I forgive myself that I have accepted and allowed myself to imagine ‘bum lifestyles’ should I lose my job in the near future at my current place.
I forgive myself that I have accepted and allowed myself to imaging a wondering, bum lifestyle, thinking and believing it to be real freedom during the days of possible unemployment.
I forgive myself that I have accepted and allowed myself to not see/realize ‘bums’ cannot change the world, for that one must be successful. One must be stable, regular job, regular income, things like that. Whereas bums living like hippies cannot do any shit in this world, other than be burden on earth.
I forgive myself that I have accepted and allowed myself to not see/realize it is my responsibility to be successful so that I can effectively participate in changing this world. An unstable, jobless, homeless bum cannot change this world, as nobody will respect him, only successful people can speak of changing the world.
I forgive myself that I have accepted and allowed myself to not see/realize losing my current job is not the end of my world; I just have to get on with finding another.
I forgive myself that I have accepted and allowed myself to not see/realize, success is not an option, it is a must, I must be successful, must work for it, must organize for it, must make the right moves for it, because simply put, bums cannot change this world, therefore I see/realize losing this job is not the end of my world, it’s the start of my new adventure, time to find another job, time to move on and settle myself with work.
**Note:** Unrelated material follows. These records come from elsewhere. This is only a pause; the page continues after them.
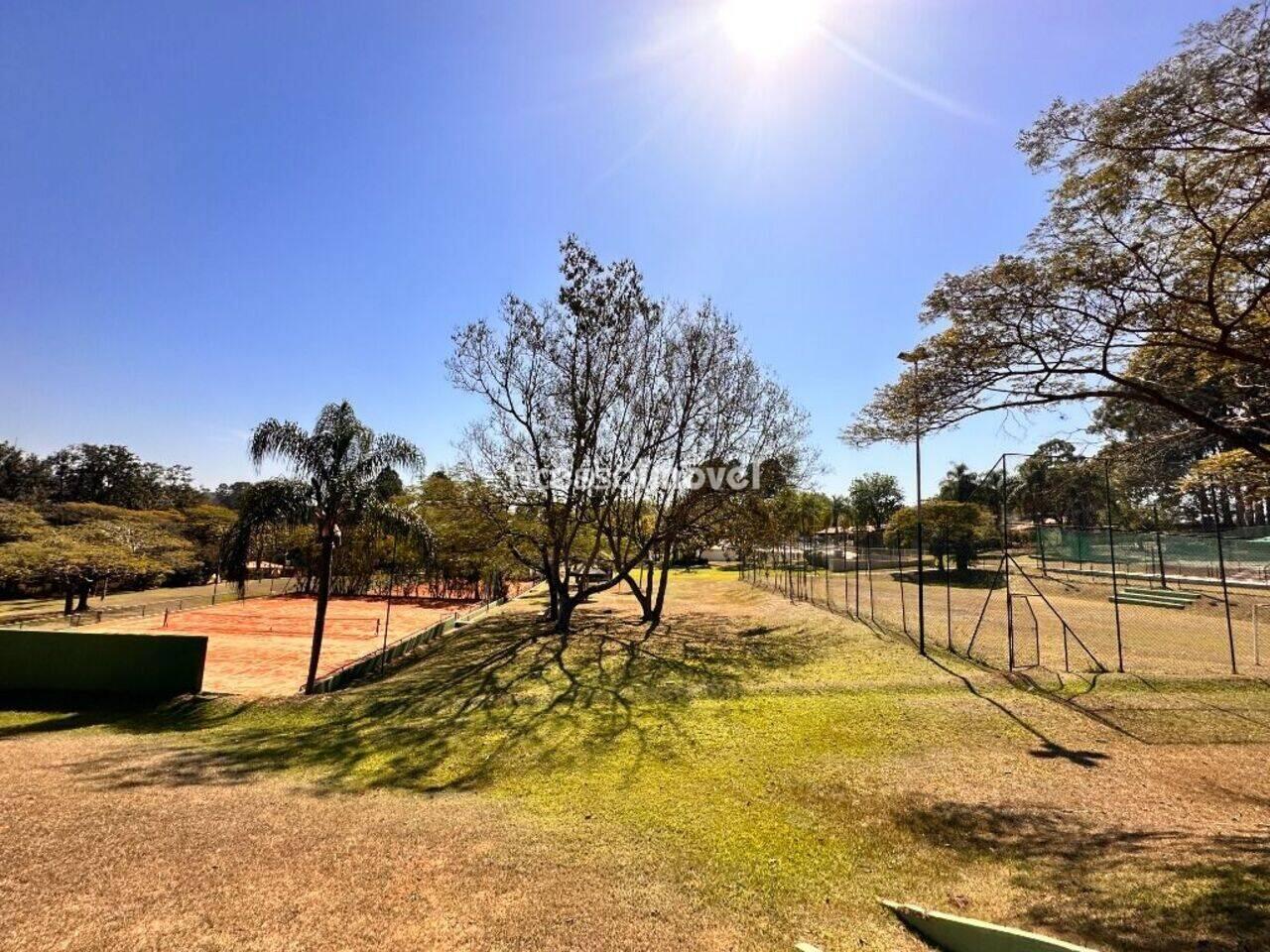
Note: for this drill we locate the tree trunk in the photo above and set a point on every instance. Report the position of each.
(644, 601)
(661, 588)
(324, 566)
(564, 615)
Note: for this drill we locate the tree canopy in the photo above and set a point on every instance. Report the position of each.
(1153, 252)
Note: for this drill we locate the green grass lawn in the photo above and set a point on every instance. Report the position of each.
(790, 767)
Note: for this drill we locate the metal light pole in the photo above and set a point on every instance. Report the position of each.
(916, 357)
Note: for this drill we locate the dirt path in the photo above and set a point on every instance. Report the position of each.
(91, 861)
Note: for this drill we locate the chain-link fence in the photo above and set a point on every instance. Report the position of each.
(1014, 588)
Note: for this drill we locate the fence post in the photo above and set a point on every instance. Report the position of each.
(855, 557)
(948, 585)
(903, 606)
(1160, 547)
(869, 572)
(1005, 562)
(1225, 598)
(1115, 588)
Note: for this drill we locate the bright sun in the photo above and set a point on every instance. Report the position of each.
(767, 30)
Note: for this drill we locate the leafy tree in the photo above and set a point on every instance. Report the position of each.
(81, 544)
(1153, 246)
(335, 470)
(598, 403)
(875, 497)
(1056, 484)
(23, 476)
(960, 484)
(230, 494)
(1233, 488)
(952, 529)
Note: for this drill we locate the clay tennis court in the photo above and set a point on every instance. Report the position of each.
(261, 645)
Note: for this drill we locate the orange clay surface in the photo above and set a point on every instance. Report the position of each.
(261, 645)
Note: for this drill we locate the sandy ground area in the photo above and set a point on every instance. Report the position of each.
(261, 647)
(99, 861)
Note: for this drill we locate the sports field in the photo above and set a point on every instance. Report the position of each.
(751, 774)
(261, 647)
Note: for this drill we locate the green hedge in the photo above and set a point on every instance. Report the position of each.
(87, 661)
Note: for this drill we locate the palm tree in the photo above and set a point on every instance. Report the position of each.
(335, 475)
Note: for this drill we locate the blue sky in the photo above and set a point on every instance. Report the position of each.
(211, 213)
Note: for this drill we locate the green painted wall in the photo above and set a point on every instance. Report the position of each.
(87, 661)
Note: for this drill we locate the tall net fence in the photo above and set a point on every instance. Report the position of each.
(1028, 593)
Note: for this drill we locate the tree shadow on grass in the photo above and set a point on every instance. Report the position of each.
(506, 694)
(1167, 711)
(1112, 888)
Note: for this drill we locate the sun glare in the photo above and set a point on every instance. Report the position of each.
(767, 30)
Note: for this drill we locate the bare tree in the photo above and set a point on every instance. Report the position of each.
(1155, 249)
(598, 402)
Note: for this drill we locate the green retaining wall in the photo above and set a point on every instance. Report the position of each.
(100, 662)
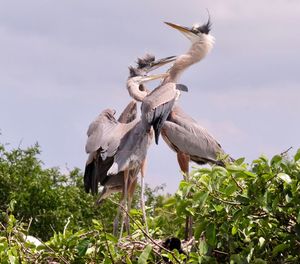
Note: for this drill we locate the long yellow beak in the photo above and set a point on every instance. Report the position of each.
(178, 27)
(154, 77)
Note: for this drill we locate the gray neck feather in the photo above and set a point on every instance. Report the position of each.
(134, 91)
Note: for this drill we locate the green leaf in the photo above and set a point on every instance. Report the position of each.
(235, 168)
(276, 159)
(82, 247)
(203, 247)
(111, 238)
(230, 189)
(297, 155)
(200, 198)
(279, 248)
(128, 261)
(259, 261)
(234, 230)
(286, 178)
(190, 210)
(170, 202)
(239, 161)
(145, 255)
(261, 241)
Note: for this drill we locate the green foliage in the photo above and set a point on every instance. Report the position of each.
(245, 215)
(241, 213)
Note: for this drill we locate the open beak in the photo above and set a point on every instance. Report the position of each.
(154, 77)
(184, 30)
(158, 63)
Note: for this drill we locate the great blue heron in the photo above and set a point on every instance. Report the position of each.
(117, 151)
(183, 134)
(157, 105)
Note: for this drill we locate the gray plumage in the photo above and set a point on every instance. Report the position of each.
(96, 166)
(184, 134)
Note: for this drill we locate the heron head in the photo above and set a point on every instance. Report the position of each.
(109, 113)
(134, 72)
(148, 62)
(196, 32)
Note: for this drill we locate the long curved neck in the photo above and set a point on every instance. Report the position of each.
(197, 52)
(133, 88)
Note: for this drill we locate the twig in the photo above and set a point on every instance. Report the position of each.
(53, 251)
(285, 152)
(236, 183)
(220, 252)
(223, 201)
(145, 233)
(106, 242)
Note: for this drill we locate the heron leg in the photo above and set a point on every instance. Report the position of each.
(116, 222)
(122, 204)
(126, 178)
(143, 170)
(183, 160)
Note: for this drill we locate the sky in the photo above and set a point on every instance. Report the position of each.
(63, 62)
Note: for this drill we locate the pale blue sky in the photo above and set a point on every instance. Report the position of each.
(62, 62)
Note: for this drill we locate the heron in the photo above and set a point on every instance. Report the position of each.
(117, 149)
(157, 105)
(183, 134)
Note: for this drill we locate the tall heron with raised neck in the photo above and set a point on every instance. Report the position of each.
(157, 105)
(184, 135)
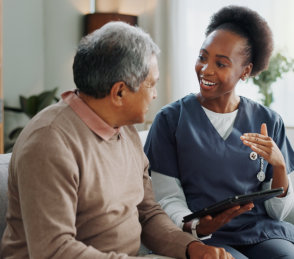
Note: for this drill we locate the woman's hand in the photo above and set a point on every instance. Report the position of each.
(208, 224)
(264, 146)
(198, 250)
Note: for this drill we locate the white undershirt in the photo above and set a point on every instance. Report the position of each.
(169, 193)
(222, 122)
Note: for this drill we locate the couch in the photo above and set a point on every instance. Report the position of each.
(4, 161)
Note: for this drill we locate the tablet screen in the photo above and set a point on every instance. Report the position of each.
(233, 201)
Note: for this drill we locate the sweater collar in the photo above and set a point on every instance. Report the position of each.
(88, 116)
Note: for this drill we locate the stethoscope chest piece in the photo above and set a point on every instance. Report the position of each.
(260, 176)
(253, 155)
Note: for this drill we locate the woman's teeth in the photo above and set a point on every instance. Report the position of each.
(207, 83)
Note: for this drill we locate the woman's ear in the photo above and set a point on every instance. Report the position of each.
(247, 71)
(117, 93)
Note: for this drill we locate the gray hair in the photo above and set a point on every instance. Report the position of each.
(115, 52)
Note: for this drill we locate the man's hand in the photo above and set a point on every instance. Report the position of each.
(208, 224)
(198, 250)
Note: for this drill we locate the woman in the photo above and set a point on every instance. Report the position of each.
(215, 144)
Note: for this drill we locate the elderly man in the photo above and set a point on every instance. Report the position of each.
(78, 182)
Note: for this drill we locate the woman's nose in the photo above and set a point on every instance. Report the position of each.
(154, 92)
(207, 69)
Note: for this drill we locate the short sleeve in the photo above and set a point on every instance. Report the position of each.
(160, 146)
(284, 144)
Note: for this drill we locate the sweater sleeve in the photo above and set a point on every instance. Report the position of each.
(48, 185)
(169, 194)
(159, 233)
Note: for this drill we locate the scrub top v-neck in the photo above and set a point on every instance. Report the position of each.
(184, 144)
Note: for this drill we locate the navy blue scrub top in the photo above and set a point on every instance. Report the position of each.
(182, 143)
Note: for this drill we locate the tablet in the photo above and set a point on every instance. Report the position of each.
(233, 201)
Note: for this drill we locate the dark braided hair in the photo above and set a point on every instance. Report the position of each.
(249, 25)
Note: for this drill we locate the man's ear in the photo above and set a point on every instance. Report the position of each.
(117, 93)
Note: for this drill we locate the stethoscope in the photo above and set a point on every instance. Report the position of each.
(261, 174)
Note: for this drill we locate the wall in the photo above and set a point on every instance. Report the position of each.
(39, 42)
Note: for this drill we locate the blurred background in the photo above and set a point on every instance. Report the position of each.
(39, 40)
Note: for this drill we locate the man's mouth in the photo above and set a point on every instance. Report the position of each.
(207, 83)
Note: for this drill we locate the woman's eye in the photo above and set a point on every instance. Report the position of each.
(219, 64)
(201, 58)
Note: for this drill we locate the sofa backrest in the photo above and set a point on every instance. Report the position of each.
(4, 162)
(290, 217)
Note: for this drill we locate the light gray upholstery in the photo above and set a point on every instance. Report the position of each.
(290, 218)
(4, 162)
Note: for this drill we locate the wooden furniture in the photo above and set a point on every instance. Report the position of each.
(94, 21)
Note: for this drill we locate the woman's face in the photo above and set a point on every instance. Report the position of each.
(220, 65)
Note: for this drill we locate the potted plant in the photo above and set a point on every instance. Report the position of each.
(30, 106)
(278, 66)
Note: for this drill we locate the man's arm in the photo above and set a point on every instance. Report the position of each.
(48, 180)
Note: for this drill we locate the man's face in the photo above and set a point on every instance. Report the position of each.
(138, 102)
As money decides everything in this reality. Money is god in our reality. Therefore I see/realize establishing myself in success, in reliable income is very important, and in this there is no room for bum lifestyle experiments. I must be successful; I must make the moves, plan them, investments, jobs, contacts all to bring that economic success. Because without that economic success I cannot participate in changing this world, moreover my desire for bum lifestyles during unemployment is not useful, it can only fuck me up further.
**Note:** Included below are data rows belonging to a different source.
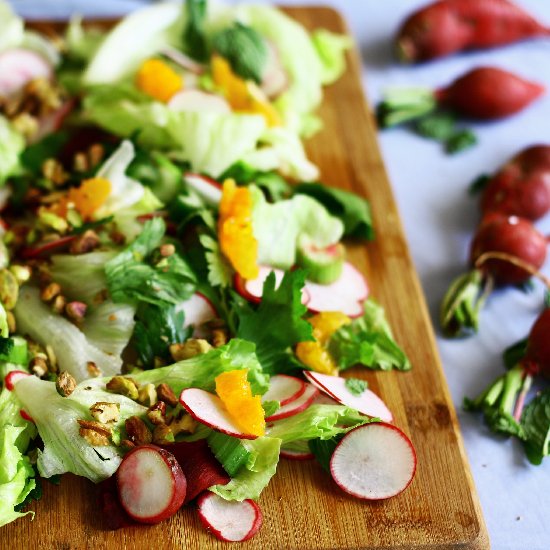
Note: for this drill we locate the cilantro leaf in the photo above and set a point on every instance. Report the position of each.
(351, 209)
(535, 422)
(277, 324)
(155, 330)
(368, 341)
(356, 386)
(133, 275)
(245, 50)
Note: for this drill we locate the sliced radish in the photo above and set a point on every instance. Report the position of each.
(195, 101)
(13, 377)
(151, 484)
(208, 409)
(18, 67)
(210, 190)
(374, 461)
(284, 389)
(296, 406)
(229, 520)
(198, 310)
(346, 294)
(199, 465)
(252, 289)
(335, 386)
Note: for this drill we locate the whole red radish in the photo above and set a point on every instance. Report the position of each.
(483, 93)
(522, 186)
(487, 93)
(506, 250)
(151, 484)
(512, 237)
(449, 26)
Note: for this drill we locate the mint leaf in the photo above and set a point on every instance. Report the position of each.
(368, 341)
(535, 422)
(277, 324)
(351, 209)
(356, 386)
(245, 50)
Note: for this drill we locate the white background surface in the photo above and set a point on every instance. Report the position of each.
(439, 218)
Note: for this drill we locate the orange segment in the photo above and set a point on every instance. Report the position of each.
(314, 354)
(243, 96)
(159, 80)
(246, 410)
(237, 241)
(91, 194)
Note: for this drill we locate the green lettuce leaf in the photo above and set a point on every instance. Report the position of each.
(278, 227)
(11, 146)
(16, 475)
(71, 347)
(57, 418)
(252, 479)
(316, 422)
(200, 371)
(368, 341)
(277, 324)
(331, 48)
(351, 209)
(81, 276)
(535, 422)
(133, 275)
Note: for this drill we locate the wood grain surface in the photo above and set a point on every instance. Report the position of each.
(303, 508)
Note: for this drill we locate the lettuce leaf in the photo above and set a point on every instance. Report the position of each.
(16, 475)
(133, 276)
(200, 371)
(368, 341)
(11, 146)
(56, 420)
(278, 227)
(72, 349)
(277, 324)
(316, 422)
(261, 466)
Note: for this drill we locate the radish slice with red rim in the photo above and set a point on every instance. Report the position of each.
(18, 67)
(13, 377)
(151, 484)
(284, 389)
(229, 520)
(374, 461)
(296, 406)
(198, 309)
(210, 190)
(346, 294)
(208, 409)
(335, 386)
(252, 289)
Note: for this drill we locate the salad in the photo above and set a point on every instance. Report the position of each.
(176, 302)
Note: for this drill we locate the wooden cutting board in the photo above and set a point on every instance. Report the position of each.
(302, 507)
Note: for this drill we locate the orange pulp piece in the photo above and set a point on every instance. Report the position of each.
(237, 241)
(245, 409)
(158, 80)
I forgive myself that I have accepted and allowed myself to not see/realize economic success comes FIRST, I must be successful economically, no questions on that. Because put it simply, bums cannot change this world.
So this is important, as the layoff news at my work is spreading far and wide, it could touch me, it could affect me, but then what? Last time I got laid off, I spent months in unemployment, living like a wondering fucking monk, doing shit, wasting time and my saved up money, so that’s not an option this time, I have to gear up myself for continuous success, one job gone get another, there is no room for bum lifestyles anymore, as I am walking process to change myself and change this world, I cannot give up on myself, desiring bum lifestyle is pretty much giving up on myself. I must look for success, so that I can direct myself, my life, into a worthwhile cause, I mean, otherwise what’s the point of life? Life must have a purpose, and my purpose is to change myself, birth myself as life, and change this world into what is best for all.
So should a lay off hit me, not allowing that to go into a 6 months of bum life like I did last time when I got laid off. Not cool. Time to look at success with money.